May 4, 2020 – Retroactive Child Support

“In S. (D.B.). v. G. (S.R.), 2006 SCC 37, at para. 134, the court stated that “generally” a court should make “the award retroactive to the date when effective notice was given to the payor parent. But where the payor parent has engaged in blameworthy conduct, the date when circumstances changed materially will be the presumptive start date of the award.” The court described the “date of effective notice” as the “default option”. Once effective notice has been given, “the peer parent can no longer assume that the status quo is fair, and his/her interest in certainty becomes less compelling”, at para. 121. The court added that awarding child support from the date of effective notice maintains a fair balance between certainty and flexibility, at para. 122. At paragraph 125, the court summarized its conclusions: “payor parents will have their interest in certainty protected only up to the point when that interest becomes unreasonable. In the majority of circumstances, that interest will be reasonable up to the point when the recipient parent broaches the subject, up to three years in the past.”
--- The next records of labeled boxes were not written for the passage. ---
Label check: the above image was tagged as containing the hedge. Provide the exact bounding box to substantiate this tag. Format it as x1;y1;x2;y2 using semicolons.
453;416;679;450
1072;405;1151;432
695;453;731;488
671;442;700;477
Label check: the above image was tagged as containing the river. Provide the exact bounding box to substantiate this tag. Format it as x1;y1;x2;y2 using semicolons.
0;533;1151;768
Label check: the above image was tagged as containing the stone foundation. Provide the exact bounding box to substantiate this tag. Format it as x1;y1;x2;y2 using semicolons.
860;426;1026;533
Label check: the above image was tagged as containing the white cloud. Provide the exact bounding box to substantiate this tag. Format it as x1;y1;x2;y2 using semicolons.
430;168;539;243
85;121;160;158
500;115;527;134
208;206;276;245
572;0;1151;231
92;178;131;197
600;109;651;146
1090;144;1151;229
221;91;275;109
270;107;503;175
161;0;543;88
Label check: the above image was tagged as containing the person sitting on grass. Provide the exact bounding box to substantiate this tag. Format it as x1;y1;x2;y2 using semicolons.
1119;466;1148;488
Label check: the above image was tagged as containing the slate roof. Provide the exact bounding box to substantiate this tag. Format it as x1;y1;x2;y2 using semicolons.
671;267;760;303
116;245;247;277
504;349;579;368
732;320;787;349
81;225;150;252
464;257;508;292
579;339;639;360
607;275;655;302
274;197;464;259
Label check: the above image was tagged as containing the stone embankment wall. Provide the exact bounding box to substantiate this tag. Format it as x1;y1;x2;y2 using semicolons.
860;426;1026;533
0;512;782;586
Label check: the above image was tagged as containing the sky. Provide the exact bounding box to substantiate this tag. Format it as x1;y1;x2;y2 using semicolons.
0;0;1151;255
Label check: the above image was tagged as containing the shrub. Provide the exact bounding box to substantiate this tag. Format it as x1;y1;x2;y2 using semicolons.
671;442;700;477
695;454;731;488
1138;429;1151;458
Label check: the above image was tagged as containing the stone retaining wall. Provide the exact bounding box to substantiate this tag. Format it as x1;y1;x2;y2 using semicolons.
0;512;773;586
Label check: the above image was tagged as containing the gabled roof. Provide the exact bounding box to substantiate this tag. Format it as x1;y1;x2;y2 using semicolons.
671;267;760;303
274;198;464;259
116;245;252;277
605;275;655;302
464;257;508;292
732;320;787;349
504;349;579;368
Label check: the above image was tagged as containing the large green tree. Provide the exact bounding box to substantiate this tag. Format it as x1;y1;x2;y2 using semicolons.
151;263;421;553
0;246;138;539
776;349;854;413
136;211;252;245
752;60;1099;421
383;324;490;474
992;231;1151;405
The court, at para. 99, did leave open the possibility that “retroactive support could be ordered where a payor parent engages in no blameworthy conduct.” However, the court described that outcome as “conceivable”.

In paragraph 133, the court summed up its discussion of retroactive child support awards by saying:

In determining whether to make a retroactive award, a court will need to look at all the relevant circumstances of the case in front of it. The payor parent’s interest in certainty must be balanced with the need for fairness and for flexibility. In doing so, a court should consider whether the recipient parent has supplied a reasonable excuse for his/her delay, the conduct of the payor parent, the circumstances of the child, and the hardship the retroactive award might entail.”